Name	Recommended Pattern	Description
Negative Character Class	“[^”]” for double quote delimiters, ,[^,], for comma delimiters, or \\|[^\\|]*\\| for pipe delimiters. Can be used for any type of predictable delimiter.	Use negative character classes in log messages with clear delimiters, such as quotation marks, commas, or pipes. This will match any character that is not the delimiter. This can greatly improve parsing performance vs a more generic match, such as .?. Example: MsgID=1589.?user\s”(?<account>[^”]*)”
Non-greedy Match	.*?	If you need to match any characters until a specific set of characters appears, use this pattern. Example: MsgID=1590.?user\s”(?<account>[^”])”

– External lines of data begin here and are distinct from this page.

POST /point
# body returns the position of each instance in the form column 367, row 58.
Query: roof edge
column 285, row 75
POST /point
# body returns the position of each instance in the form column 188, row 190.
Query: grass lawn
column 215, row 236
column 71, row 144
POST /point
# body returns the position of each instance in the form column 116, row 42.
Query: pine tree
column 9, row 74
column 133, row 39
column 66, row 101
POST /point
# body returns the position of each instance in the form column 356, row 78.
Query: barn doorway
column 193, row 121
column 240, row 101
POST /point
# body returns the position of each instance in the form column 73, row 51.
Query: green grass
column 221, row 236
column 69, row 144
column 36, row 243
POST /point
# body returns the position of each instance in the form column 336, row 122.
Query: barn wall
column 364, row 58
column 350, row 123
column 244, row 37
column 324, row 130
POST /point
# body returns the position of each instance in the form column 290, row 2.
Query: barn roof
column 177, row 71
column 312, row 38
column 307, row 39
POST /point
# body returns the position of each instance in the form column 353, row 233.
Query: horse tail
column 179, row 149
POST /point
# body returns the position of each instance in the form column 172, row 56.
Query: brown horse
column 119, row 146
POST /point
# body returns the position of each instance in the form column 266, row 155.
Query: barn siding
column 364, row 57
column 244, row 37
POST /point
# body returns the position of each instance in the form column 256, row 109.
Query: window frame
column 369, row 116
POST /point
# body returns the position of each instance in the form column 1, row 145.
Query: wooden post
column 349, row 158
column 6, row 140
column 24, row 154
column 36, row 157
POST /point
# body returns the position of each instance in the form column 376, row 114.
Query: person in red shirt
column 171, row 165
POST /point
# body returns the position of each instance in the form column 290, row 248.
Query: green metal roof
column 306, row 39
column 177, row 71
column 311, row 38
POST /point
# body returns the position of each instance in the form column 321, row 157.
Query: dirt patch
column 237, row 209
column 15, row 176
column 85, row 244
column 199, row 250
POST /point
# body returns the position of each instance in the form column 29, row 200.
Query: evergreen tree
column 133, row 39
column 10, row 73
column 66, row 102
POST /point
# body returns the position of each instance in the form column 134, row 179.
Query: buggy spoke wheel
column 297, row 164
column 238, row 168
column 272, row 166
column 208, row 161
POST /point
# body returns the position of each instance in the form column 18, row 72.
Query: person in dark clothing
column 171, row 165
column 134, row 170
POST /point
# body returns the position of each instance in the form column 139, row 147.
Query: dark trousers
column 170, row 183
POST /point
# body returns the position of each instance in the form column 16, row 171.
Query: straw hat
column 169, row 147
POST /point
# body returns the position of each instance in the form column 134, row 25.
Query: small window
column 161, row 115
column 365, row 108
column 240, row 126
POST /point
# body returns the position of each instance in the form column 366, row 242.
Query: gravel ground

Overloading Map Tags	(?<[map tag]>[regex])	Map tags should almost always be overloaded. The default regex for map tags is .* which will match everything to the end of the log. Example: MsgID=1590.?user\s”(?<account>[^”])”\s(?<tag1>.*?)$
Preceding and trailing values	Not applicable	Always match as much constant text as possible. The more information the regex has to evaluate, the faster it will be at identifying non-matching logs. For any parsed field, it is best to search for a constant value before and after the value being parsed. Example: MsgID=1590.?user\s”(?<account>[^”])”\s(?<tag1>.*?)$
Look Aheads	(?=[regex])[regex] (?![regex])[regex]	Positive and negative look ahead allows for an initial check in the regex to see if a case is satisfied in the log messages. These are useful for finding a value later in a log to reduce extraneous processing for non-matching logs. Do not use for values that appear very early in a log message, such as just past a Syslog header. Look ahead is more costly than regular expressions if the match is always found early. Example: (?=.*?match contains this phrase)\s<sip>\s
Multiline character match pattern	[\r\n]	Using a character class containing both \r (return) and \n (newline) allows for either multiline character to appear as well as both in either order. Some log messages vary in the order of these new lines and others only contain a newline.
Narrow Character Classes	[a-z0-9_]+	The shorthand character class \w matches Latin alphabet characters, Hindu-Arabic numerals (0-9), underscores as well other scripts supported in Unicode. Narrowing the match to only the relevant character set will yield better performance.